- Battle of Adrianople: Part of the Russo-Turkish Wars
| Date | 8 August 1829 |
| Location | Edirne (Adrianople), Turkey41°40′38″N 26°33′20″E﻿ / ﻿41.6771°N 26.55544°E |
| Result | Russian victory |
| Territorial changes | Treaty of Adrianople |

Belligerents
- Russian Empire: Ottoman Empire

Commanders and leaders
- Hans Karl von Diebitsch: Reşid Mehmed Pasha

= Battle of Adrianople (1829) =

The Battle of Adrianople was one of the final battles of the Russo-Turkish War of 1828-1829 and resulted in the Treaty of Adrianople (1829), which ended that conflict.

==Background==

Russian interest with regard to the Ottoman Empire centered on the Balkan Peninsula region and the Dardanelles in particular. Ottoman control of this strait left the potential, despite past treaties, to cut off a significant portion of Russian trade and access to the Mediterranean Sea. A weakened Ottoman military in the wake of Sultan Mahmud II's reformation of the armed forces and the recent destruction of their navy during the Greek War of Independence gave the Russian military the opportunity to seize control of the strait, as well as some additional territory. There is also reason to believe that Tsar Nicholas I desired to further reduce the resurgent Ottoman army.

The Balkans were the main focus of Russian attention at this time, but there was a significant interest in the Caucasus as well. Russian aspirations there centered on the creation of a better or more defensible military border with the Ottoman Empire. Though this was not the main objective of this war, the opportunity provided by a weakened Ottoman position in Europe allowed Russian forces the chance to make these goals a reality.

==Prelude==
The Russian invasion of Ottoman territory in the Balkans was stalled at the end of 1828 by the fortress of Shumla in modern Bulgaria and other similar garrisons. Some of these forces, however, had been pulled up from the Balkan mountains, leaving the path south open to further Russian incursion. Diebitsch decided to bypass the forts after leaving small forces behind to contain the garrisons. This allowed him to approach Adrianople uncontested, but the journey through the mountains was hard on his army, and they were not in the condition to besiege the city.

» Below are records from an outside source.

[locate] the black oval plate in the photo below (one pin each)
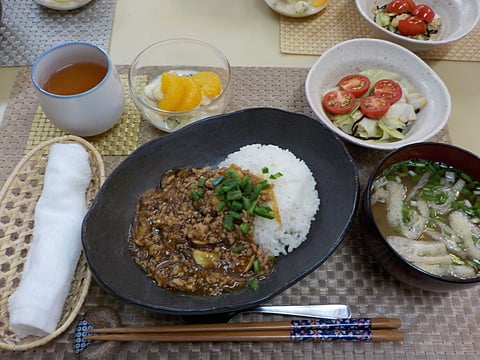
(207, 142)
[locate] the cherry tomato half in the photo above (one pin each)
(374, 107)
(339, 102)
(412, 26)
(400, 6)
(388, 89)
(357, 84)
(424, 12)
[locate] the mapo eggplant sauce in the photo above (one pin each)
(180, 240)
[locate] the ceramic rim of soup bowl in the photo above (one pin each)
(383, 252)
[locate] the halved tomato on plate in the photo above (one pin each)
(338, 102)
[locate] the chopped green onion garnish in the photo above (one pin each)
(257, 266)
(253, 284)
(276, 176)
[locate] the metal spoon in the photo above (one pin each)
(332, 311)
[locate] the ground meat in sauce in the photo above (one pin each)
(182, 243)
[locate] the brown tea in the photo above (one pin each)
(75, 78)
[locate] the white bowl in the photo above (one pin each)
(458, 17)
(355, 55)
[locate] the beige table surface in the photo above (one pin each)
(247, 31)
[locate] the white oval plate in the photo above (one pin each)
(285, 8)
(63, 5)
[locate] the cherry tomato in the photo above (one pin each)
(339, 102)
(388, 89)
(412, 26)
(374, 107)
(357, 84)
(424, 12)
(400, 6)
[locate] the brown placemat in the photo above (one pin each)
(340, 21)
(436, 326)
(122, 139)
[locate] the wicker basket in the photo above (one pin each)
(18, 199)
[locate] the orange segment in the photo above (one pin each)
(191, 96)
(173, 91)
(319, 3)
(209, 82)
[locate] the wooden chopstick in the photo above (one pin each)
(358, 323)
(360, 329)
(257, 336)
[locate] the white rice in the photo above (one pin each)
(295, 194)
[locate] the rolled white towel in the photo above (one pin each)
(36, 306)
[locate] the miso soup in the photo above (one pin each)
(429, 212)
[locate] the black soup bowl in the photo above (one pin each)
(205, 143)
(385, 254)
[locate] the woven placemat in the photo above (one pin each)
(340, 21)
(436, 326)
(28, 29)
(122, 139)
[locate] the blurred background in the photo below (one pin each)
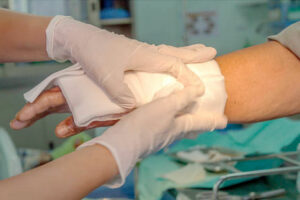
(227, 25)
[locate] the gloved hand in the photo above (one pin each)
(105, 56)
(152, 127)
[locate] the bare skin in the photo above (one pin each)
(262, 83)
(70, 177)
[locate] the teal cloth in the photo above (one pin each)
(264, 137)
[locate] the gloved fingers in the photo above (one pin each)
(200, 122)
(50, 101)
(68, 128)
(149, 60)
(119, 92)
(181, 99)
(191, 54)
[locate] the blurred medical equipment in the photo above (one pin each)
(10, 164)
(257, 139)
(75, 8)
(193, 194)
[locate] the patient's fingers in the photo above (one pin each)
(50, 101)
(68, 128)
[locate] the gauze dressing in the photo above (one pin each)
(89, 103)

Rather than show weakness to the enemy, Diebitsch pushed his soldiers onward, hoping to bluff the defenders into believing a fresh Russian army had appeared on their doorstep.

==Battle==
In this case, the label "battle" is misleading as no actual combat took place. The Turkish defenders, surprised and frightened by the appearance of the Russian army at their gates, surrendered without a fight. The Russian bluff paid off and resulted in their occupation of the European capital of the Ottoman Empire.

It is possible that there was a reason beyond fear that prompted the bloodless surrender of one of the Ottoman's most important European cities. Many members of the Adrianople garrison were former Janissaries who deserted almost immediately after the Russian forces' appearance. A number of these men were later arrested and killed for planning to instigate an uprising in Constantinople against the Sultan.

==Aftermath==

Though the Sultan desired to continue the war, his advisors convinced him to opt for peace following the loss of Adrianople. Turkish envoys arrived in the city on August 17 to begin working on the peace treaty, which was finalized and signed on September 2.

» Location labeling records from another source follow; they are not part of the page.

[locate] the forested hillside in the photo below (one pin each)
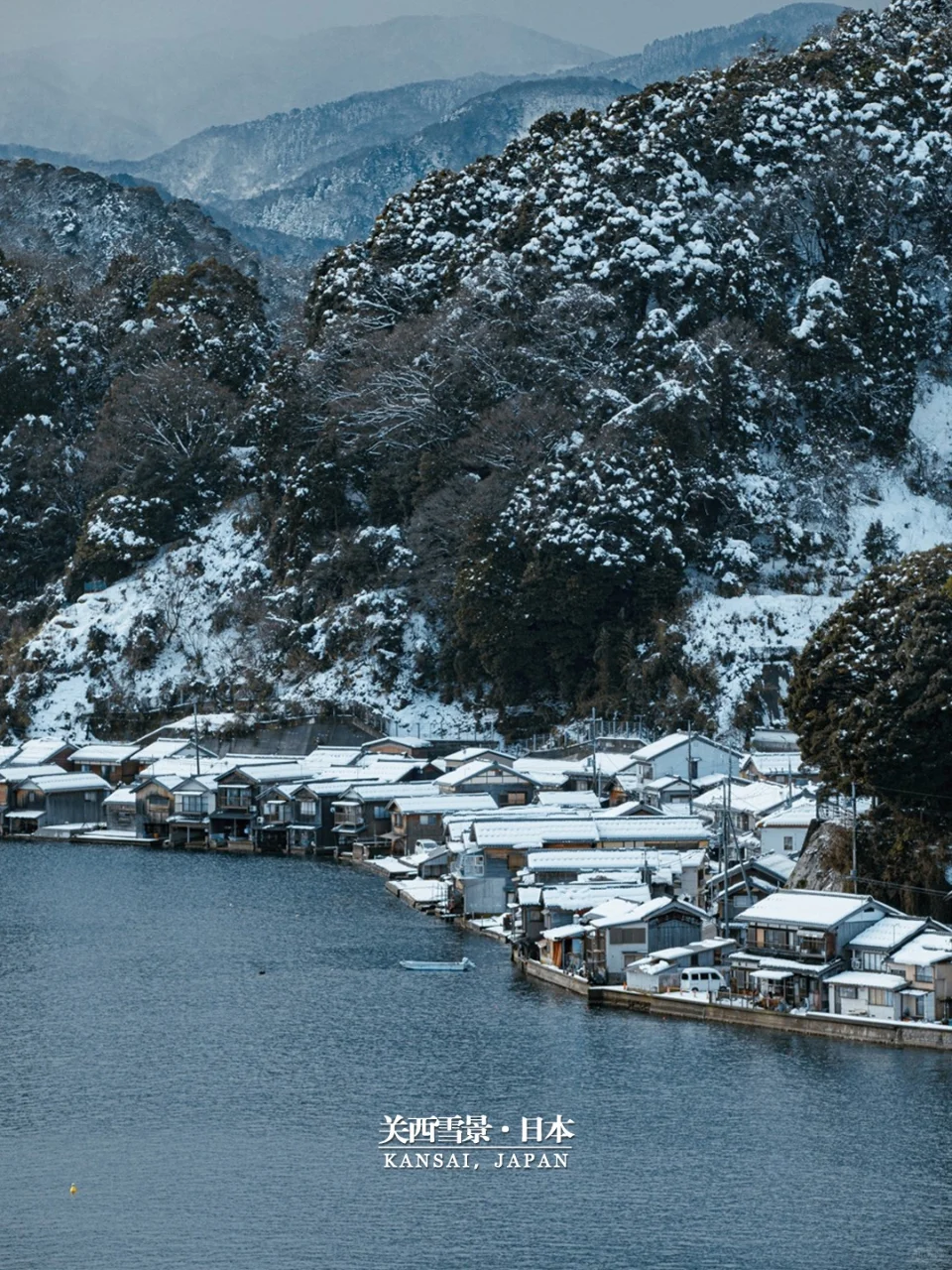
(562, 418)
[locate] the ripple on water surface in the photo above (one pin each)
(211, 1115)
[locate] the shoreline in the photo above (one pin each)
(665, 1005)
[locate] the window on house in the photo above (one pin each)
(629, 935)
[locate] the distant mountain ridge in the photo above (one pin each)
(66, 212)
(135, 99)
(321, 176)
(669, 59)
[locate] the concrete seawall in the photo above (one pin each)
(874, 1032)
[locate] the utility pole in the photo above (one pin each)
(852, 785)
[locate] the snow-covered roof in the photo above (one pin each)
(925, 949)
(606, 858)
(809, 908)
(660, 747)
(777, 862)
(171, 747)
(470, 752)
(889, 934)
(66, 781)
(40, 749)
(439, 804)
(472, 771)
(652, 829)
(125, 795)
(16, 774)
(569, 798)
(584, 894)
(499, 833)
(619, 912)
(563, 933)
(798, 816)
(379, 792)
(333, 756)
(102, 752)
(867, 979)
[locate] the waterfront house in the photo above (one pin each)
(562, 799)
(507, 786)
(474, 754)
(190, 820)
(680, 754)
(402, 747)
(119, 808)
(556, 774)
(669, 873)
(748, 881)
(793, 940)
(276, 813)
(166, 749)
(417, 816)
(42, 751)
(61, 799)
(874, 947)
(362, 821)
(660, 970)
(866, 993)
(312, 813)
(235, 804)
(620, 933)
(155, 803)
(925, 965)
(743, 803)
(785, 830)
(647, 832)
(784, 767)
(113, 762)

The treaty affected Russian and Ottoman territorial holdings in both Europe and the Caucasus. Though there were no large border shifts, the implications for a number of the affected areas were substantial. In the Caucasus, Russia gained a handful of strong points and a small port. All other territory gained there was returned to the Ottomans. The more significant changes took place in the Balkans region with far-reaching implications for some provinces, especially Moldavia and Wallachia, though most of the land conquered by the Russian army, including Adrianople itself, was returned to Ottoman sovereignty. These two regions had previously been governed by the Ottomans with very little in the way of autonomy. After the Treaty of Adrianople, they had some ability to govern themselves and were even considered Russian protectorates despite being nominally labeled Ottoman territory. Serbia was likewise granted more autonomy and more or less freed of Ottoman governance. Additionally, the Balkan forts that had once acted as a first line of defense for the Ottomans along the Danube River were razed, further liberating these areas of Ottoman influence.

Russian access to the Dardanelles was also changed significantly. Their commercial ships were now to be granted unlimited access, as would the ships from any other nation trading with Russia. This gave Russia much more of an assurance that their commercial access to the Mediterranean would continue and effectively opened them to trade with all other nations.

As a result of the Battle of Adrianople the Ottoman Empire lost control of large portions of its European holdings in all but name, gave up territory in the Caucasus, and lost ability to use the Dardanelles as a bargaining chip. Russia gained influence in the Balkans and assured their ships' access to trade.

===Post-treaty fighting===
Some Caucasus commanders were not informed of the treaty until several days later due to slow communications, which led to several small skirmishes in the region after the official end of hostilities.